The firms believe it would be better for Britain to remain in the EU, a survey by The Irish Times suggests. The survey comes ahead of a Brussels summit this week at which British prime minister David Cameron will press for a deal to recast Britain's membership of the union.
Respondents cited concerns about the potential of a Brexit to disrupt economic growth, currency markets, financial markets, trade with Britain and cross-Border trade. They also expressed anxiety about increased costs from British suppliers and possible disruption to plans for capital investment, mergers and acquisitions.
Many said the matter was being assessed by their boards, with a response at strategic or corporate level under discussion in firms with large British operations or whose clients have such operations.
“Were Brexit to become a reality, there will likely be a period of extended volatility and uncertainty and that would likely be a significant headwind for the UK economy,” said a big Irish firm that makes about half its profit in Britain.
However, in some cases board discussions were “general” or “informal”. Many firms do not have a strategy to deal with a Brexit.

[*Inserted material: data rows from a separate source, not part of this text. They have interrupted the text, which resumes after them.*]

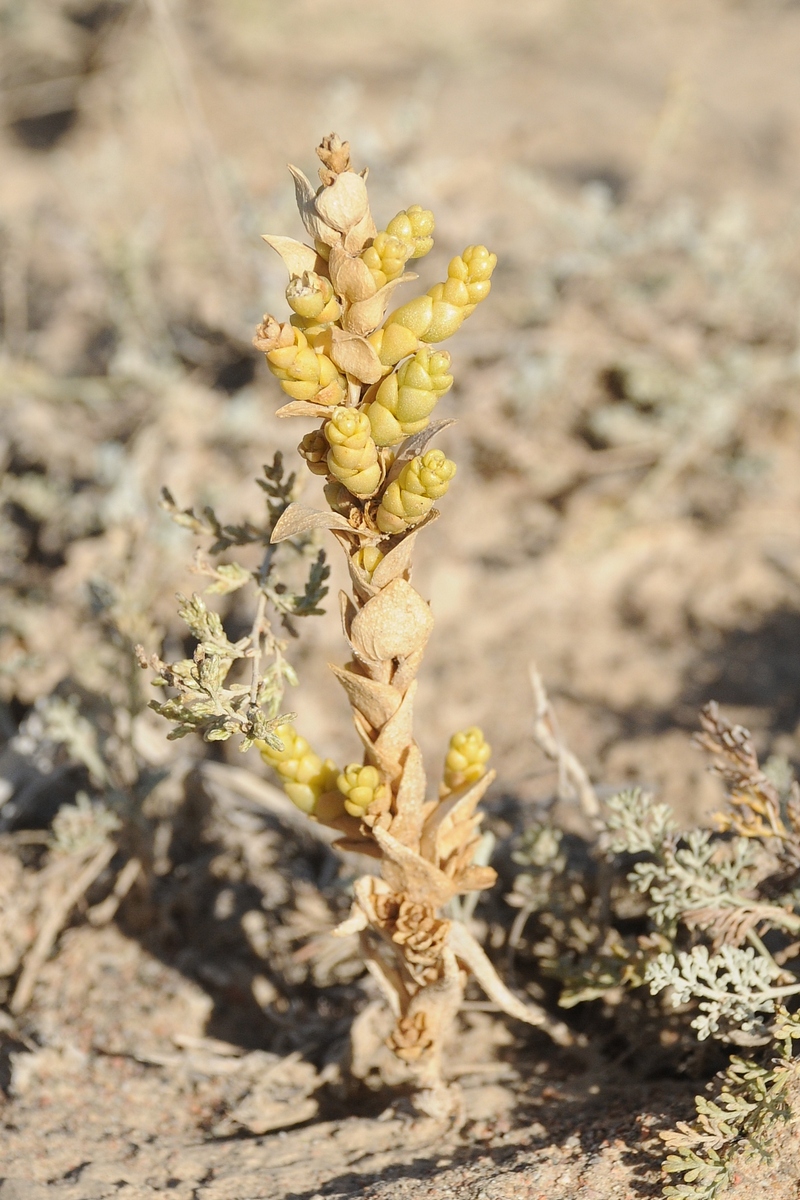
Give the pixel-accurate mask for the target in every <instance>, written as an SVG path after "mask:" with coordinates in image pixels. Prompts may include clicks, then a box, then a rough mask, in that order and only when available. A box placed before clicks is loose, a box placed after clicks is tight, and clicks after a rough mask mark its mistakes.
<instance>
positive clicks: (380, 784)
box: [336, 762, 389, 817]
mask: <svg viewBox="0 0 800 1200" xmlns="http://www.w3.org/2000/svg"><path fill="white" fill-rule="evenodd" d="M336 786H337V787H338V790H339V792H341V793H342V796H343V797H344V808H345V810H347V811H348V812H349V814H350V816H351V817H363V816H366V814H367V811H368V810H369V808H371V806H372V805H373V804H374V803H375V800H379V799H386V798H387V793H389V787H387V785H386V784H385V782H384V780H383V779H381V775H380V772H379V770H378V768H377V767H362V766H361V764H360V763H357V762H351V763H350V766H349V767H345V768H344V770H343V772H342V774H341V775H339V778H338V779H337V780H336Z"/></svg>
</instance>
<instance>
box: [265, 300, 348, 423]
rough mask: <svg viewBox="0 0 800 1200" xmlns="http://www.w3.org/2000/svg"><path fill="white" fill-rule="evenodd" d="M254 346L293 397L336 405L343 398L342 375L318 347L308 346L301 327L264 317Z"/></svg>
mask: <svg viewBox="0 0 800 1200" xmlns="http://www.w3.org/2000/svg"><path fill="white" fill-rule="evenodd" d="M253 346H254V347H255V349H257V350H263V352H264V354H265V355H266V364H267V366H269V368H270V371H271V372H272V374H273V376H276V378H277V379H279V380H281V386H282V388H283V390H284V391H285V394H287V395H288V396H291V398H293V400H313V401H315V402H317V403H318V404H339V403H341V402H342V401H343V400H344V395H345V390H347V383H345V379H344V376H342V374H341V373H339V371H338V368H337V367H336V365H335V364H333V362H332V360H331V359H330V358H329V356H327V355H326V354H325V353H323V350H321V348H314V347H312V346H309V343H308V338H307V336H306V335H305V334H303V332H302V330H300V329H296V328H295V326H294V325H289V324H285V325H279V324H278V323H277V320H275V318H273V317H265V318H264V320H263V322H261V324H260V325H259V326H258V329H257V330H255V337H254V338H253Z"/></svg>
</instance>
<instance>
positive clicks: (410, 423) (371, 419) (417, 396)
mask: <svg viewBox="0 0 800 1200" xmlns="http://www.w3.org/2000/svg"><path fill="white" fill-rule="evenodd" d="M449 368H450V355H449V354H447V352H446V350H431V349H429V347H427V346H423V347H422V349H421V350H417V353H416V354H415V355H414V358H413V359H409V360H408V362H403V365H402V366H401V367H398V370H397V371H396V372H395V373H393V374H390V376H386V378H385V379H384V380H383V383H381V384H380V386H379V388H378V391H377V392H375V398H374V400H373V402H372V403H371V404H368V406H367V408H366V409H365V412H366V413H367V414H368V416H369V425H371V426H372V436H373V438H374V439H375V444H377V445H379V446H392V445H397V443H398V442H402V440H403V438H407V437H410V434H411V433H419V432H420V431H421V430H423V428H425V427H426V426H427V424H428V421H429V419H431V413H432V412H433V409H434V407H435V404H437V402H438V401H439V400H440V398H441V396H444V395H445V392H446V391H449V390H450V389H451V388H452V382H453V379H452V376H451V374H449V373H447V372H449Z"/></svg>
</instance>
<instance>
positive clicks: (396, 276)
mask: <svg viewBox="0 0 800 1200" xmlns="http://www.w3.org/2000/svg"><path fill="white" fill-rule="evenodd" d="M415 248H416V242H415V241H414V240H413V239H408V240H404V239H402V238H393V236H392V235H391V234H390V233H379V234H377V235H375V238H374V241H373V244H372V246H368V247H367V250H365V251H362V253H361V258H362V260H363V262H365V263H366V264H367V266H368V268H369V271H371V274H372V277H373V280H374V281H375V287H377V288H383V287H384V284H386V283H390V282H391V281H392V280H396V278H398V276H401V275H402V274H403V268H404V266H405V264H407V262H408V260H409V258H410V257H411V254H413V253H414V251H415Z"/></svg>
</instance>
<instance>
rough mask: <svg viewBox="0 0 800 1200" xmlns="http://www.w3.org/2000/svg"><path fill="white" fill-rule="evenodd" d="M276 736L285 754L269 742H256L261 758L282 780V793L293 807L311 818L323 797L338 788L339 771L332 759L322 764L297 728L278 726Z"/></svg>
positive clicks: (320, 759) (293, 727)
mask: <svg viewBox="0 0 800 1200" xmlns="http://www.w3.org/2000/svg"><path fill="white" fill-rule="evenodd" d="M275 736H276V737H277V738H278V739H279V740H281V742H282V743H283V750H276V749H275V748H273V746H271V745H269V743H266V742H257V743H255V744H257V745H258V749H259V750H260V752H261V758H263V760H264V762H265V763H267V766H270V767H272V768H273V770H276V772H277V774H278V775H279V776H281V781H282V784H283V790H284V792H285V793H287V796H288V797H289V799H290V800H291V803H293V804H296V805H297V808H299V809H300V810H301V811H302V812H308V814H309V815H311V814H313V812H314V809H315V808H317V802H318V800H319V798H320V796H321V794H323V793H324V792H330V791H332V790H333V788H335V787H336V778H337V774H338V770H337V767H336V764H335V763H333V762H332V760H331V758H325V761H323V760H321V758H320V757H319V755H318V754H314V751H313V750H312V749H311V746H309V745H308V743H307V742H306V739H305V738H301V737H300V734H299V733H297V731H296V730H295V727H294V725H279V726H278V727H277V728H276V731H275Z"/></svg>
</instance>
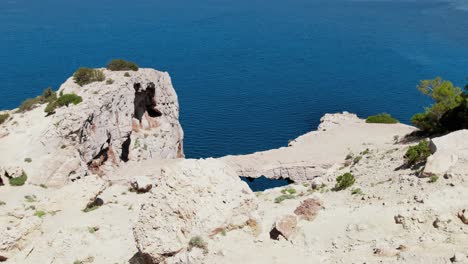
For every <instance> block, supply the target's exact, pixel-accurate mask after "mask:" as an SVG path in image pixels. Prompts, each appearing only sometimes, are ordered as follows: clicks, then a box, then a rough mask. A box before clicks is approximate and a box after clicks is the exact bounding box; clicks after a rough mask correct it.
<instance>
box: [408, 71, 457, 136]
mask: <svg viewBox="0 0 468 264" xmlns="http://www.w3.org/2000/svg"><path fill="white" fill-rule="evenodd" d="M417 88H418V90H419V91H420V92H421V93H423V94H425V95H427V96H429V97H430V98H431V99H432V100H433V101H434V102H435V103H434V104H433V105H432V106H431V107H427V108H425V112H424V113H418V114H415V115H414V116H413V117H412V118H411V123H413V124H414V125H415V126H416V127H418V128H419V129H421V130H422V131H424V132H427V133H431V134H432V133H441V132H446V131H447V130H449V129H447V127H446V126H444V125H443V124H441V119H442V118H443V117H444V115H446V114H447V113H449V112H450V111H452V110H453V109H455V108H457V107H459V106H461V105H462V104H463V103H465V104H466V99H464V96H466V95H464V94H463V92H462V89H461V88H459V87H455V86H454V85H453V84H452V83H451V82H449V81H444V80H442V78H440V77H437V78H435V79H434V80H423V81H421V82H420V83H419V85H418V86H417ZM462 119H463V118H462ZM462 121H463V120H456V122H458V123H461V122H462ZM465 121H466V120H465Z"/></svg>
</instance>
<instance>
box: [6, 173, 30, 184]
mask: <svg viewBox="0 0 468 264" xmlns="http://www.w3.org/2000/svg"><path fill="white" fill-rule="evenodd" d="M27 179H28V175H27V174H26V172H24V171H23V173H22V174H21V176H19V177H16V178H10V179H8V181H9V182H10V185H11V186H22V185H24V183H25V182H26V180H27Z"/></svg>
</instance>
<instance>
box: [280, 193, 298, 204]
mask: <svg viewBox="0 0 468 264" xmlns="http://www.w3.org/2000/svg"><path fill="white" fill-rule="evenodd" d="M294 198H295V196H294V195H292V194H283V195H280V196H278V197H276V198H275V203H281V202H282V201H284V200H287V199H294Z"/></svg>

“We await the outcome of the concessions to be negotiated and are constantly reviewing this,” said one firm, which has supply and retail operations.
Firms also said their assessments were limited by the uncertain outlook for the referendum and a lack of data about Britain’s relationship with the EU if Brexit took place.
“This has been discussed at each board meeting over the last three months. However, it is regarded as an area that we cannot control and, therefore, is not high on our agenda,” said a services firm with Irish and British operations.
A total of 21 Irish-owned and publicly-quoted firms submitted responses to the survey, which was carried out in recent weeks in a cross-section of sectors. The potential for an adverse impact on Irish businesses was widely acknowledged.